Even among early adopters, very rarely is implementation a result of an overarching UC strategy. In fact, one of the most common drivers of UC is the obsolescence of aging telephony systems. When legacy systems are no longer being supported by the vendor, many IT departments see no other choice but to move to IP telephony. This change often starts a gradual movement towards other communications technologies, such as unified messaging. Through this evolution, some organizations are finding themselves with segregated pieces of a UC system without having strategically set out to do so.
Imagine a World With UC
Although Info-Tech studies have found that many early adopters are not following a defined UC vision, IT leaders should continue to follow UC trends and begin educating the business on its possible opportunities.
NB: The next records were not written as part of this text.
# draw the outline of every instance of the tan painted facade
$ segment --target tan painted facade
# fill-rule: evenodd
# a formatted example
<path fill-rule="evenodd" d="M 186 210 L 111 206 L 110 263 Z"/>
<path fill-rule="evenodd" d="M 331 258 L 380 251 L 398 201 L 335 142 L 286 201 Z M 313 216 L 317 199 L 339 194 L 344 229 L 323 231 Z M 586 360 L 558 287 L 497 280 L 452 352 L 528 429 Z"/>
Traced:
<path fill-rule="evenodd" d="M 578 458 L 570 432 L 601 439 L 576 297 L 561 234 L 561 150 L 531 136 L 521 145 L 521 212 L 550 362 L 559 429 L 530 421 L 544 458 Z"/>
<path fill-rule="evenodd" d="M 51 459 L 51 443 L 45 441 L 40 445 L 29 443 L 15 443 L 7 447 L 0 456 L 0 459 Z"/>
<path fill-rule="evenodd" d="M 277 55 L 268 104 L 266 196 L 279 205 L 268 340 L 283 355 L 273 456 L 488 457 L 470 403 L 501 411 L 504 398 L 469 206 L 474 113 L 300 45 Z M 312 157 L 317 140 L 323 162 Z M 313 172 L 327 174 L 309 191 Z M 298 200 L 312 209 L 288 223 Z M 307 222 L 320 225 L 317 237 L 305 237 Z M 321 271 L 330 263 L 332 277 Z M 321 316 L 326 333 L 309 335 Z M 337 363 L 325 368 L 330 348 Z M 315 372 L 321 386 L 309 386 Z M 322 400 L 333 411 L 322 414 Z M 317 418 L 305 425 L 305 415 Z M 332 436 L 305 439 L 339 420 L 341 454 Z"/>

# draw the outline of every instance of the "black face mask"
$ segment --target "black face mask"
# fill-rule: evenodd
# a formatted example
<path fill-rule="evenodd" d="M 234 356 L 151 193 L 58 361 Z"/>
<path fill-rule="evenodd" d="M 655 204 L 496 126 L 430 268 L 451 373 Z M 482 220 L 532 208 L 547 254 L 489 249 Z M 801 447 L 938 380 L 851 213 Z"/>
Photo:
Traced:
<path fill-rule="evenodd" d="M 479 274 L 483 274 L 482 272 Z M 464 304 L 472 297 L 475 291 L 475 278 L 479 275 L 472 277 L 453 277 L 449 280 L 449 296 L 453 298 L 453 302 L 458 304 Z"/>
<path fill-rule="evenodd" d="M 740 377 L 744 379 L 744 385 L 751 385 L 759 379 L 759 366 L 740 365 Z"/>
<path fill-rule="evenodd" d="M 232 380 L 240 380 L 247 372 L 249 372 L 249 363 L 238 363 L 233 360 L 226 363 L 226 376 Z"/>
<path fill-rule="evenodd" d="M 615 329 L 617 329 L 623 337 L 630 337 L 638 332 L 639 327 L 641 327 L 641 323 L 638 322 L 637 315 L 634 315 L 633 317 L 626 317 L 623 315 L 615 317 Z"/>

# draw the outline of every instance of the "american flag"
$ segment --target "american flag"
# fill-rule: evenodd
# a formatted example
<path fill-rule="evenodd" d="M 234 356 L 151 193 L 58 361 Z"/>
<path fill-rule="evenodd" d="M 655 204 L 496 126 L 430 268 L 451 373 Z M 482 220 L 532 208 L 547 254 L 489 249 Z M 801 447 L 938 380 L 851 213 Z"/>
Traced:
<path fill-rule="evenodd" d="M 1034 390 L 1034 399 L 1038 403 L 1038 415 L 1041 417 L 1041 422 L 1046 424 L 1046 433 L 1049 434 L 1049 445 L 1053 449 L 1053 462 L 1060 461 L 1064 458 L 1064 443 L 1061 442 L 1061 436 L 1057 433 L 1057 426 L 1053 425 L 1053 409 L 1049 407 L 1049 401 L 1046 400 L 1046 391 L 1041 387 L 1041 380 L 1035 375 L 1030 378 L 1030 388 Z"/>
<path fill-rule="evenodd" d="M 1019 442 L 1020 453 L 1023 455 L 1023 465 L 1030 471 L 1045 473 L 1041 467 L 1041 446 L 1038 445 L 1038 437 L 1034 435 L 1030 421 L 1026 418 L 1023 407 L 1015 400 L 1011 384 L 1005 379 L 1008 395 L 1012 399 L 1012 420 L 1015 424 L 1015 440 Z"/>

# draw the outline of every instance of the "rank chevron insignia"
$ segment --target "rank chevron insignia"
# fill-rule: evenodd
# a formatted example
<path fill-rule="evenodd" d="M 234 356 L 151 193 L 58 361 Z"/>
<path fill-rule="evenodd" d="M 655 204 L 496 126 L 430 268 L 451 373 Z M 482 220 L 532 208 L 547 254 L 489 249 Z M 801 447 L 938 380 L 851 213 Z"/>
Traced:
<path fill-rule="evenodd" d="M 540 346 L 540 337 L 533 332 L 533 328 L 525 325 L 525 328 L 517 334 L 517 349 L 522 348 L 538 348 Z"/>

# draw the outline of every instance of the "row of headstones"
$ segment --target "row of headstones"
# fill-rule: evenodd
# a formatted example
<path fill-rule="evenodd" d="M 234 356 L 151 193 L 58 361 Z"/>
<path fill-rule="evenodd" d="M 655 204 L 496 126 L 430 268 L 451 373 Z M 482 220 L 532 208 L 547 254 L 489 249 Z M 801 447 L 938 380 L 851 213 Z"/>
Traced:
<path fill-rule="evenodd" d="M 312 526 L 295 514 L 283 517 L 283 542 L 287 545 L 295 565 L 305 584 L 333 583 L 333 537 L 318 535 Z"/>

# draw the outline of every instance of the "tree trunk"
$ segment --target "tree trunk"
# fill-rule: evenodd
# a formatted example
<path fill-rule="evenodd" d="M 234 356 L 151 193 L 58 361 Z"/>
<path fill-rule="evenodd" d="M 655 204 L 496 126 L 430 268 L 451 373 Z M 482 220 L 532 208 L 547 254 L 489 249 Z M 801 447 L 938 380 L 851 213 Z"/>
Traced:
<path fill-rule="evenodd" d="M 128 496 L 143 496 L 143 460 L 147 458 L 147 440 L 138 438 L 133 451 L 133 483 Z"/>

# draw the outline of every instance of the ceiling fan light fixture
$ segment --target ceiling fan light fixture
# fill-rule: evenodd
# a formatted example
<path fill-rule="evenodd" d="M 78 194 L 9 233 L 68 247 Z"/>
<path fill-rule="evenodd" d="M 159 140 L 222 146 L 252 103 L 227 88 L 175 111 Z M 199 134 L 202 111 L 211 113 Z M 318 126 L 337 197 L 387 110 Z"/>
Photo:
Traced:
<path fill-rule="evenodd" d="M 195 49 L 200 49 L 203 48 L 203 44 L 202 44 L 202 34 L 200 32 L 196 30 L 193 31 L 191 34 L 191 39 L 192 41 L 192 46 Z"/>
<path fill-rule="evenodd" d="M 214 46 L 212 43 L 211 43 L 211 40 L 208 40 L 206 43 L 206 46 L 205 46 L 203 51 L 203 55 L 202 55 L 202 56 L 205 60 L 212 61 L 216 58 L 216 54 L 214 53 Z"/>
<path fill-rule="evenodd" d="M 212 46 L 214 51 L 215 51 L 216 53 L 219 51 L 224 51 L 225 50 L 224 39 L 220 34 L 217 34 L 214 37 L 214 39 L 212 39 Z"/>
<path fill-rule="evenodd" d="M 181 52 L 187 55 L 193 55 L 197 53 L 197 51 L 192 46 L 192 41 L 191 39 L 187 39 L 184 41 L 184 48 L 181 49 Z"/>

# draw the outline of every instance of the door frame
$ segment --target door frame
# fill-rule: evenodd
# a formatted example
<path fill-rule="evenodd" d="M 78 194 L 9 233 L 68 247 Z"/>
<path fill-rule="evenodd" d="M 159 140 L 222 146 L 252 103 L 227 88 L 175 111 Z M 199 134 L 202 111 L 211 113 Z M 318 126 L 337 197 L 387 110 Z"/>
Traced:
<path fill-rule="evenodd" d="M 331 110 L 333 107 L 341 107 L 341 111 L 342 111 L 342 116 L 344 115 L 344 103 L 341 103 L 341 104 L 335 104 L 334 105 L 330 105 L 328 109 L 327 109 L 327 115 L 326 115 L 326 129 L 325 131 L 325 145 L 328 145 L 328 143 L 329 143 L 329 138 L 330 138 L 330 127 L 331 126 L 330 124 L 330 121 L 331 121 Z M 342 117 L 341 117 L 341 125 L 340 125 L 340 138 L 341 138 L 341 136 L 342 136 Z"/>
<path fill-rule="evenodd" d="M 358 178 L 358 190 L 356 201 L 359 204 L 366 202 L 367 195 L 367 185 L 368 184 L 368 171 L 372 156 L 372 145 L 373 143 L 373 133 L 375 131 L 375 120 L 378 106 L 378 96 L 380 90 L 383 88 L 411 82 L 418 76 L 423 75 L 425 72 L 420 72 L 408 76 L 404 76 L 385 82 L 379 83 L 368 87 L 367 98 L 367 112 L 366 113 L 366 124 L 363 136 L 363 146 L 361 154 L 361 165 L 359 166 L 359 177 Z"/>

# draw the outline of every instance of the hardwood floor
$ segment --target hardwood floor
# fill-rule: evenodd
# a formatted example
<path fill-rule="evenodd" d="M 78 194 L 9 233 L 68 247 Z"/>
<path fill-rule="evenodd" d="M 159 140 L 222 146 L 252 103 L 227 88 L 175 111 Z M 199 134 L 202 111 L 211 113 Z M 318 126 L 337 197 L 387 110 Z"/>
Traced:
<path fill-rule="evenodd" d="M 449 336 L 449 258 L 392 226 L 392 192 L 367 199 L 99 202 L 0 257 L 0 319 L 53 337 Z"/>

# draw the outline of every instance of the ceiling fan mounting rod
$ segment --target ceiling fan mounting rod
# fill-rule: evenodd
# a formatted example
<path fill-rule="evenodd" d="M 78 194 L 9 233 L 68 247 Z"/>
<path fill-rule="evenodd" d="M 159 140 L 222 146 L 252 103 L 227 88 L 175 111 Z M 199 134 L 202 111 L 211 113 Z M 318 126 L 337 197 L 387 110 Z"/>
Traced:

Be proactive and outline a long term UC plan that realistically fits into the organizational strategy.
1. Seek experienced advice. As UC technology matures, be sure to reference the experiences of others. Vendors, consultants, and early adopters all have valuable information that can positively influence the organization's creation of a UC strategy.
2. Be realistic about the future of UC in the enterprise. There is no standard model of acceptance or common strategy that yields a positive response to the idea of communications technologies. UC strategy very much depends on a number of factors unique to each business. Be realistic about the feasibility and timeliness of UC in the enterprise and set strategies accordingly.
3. Educate the business and drive UC awareness. Now is the time to start driving awareness of the benefits to be gained by UC technology. Begin educating management and end users on the functionalities of UC to set the stage for future implementation.
When it comes to UC, the majority of organizations fall short of having a strategic long term vision. Instead, many organizations are phasing in one communications technology at a time to align with management expectations and approvals. Benefit from the experience of early adopters and leverage these lessons to start envisioning the UC strategy.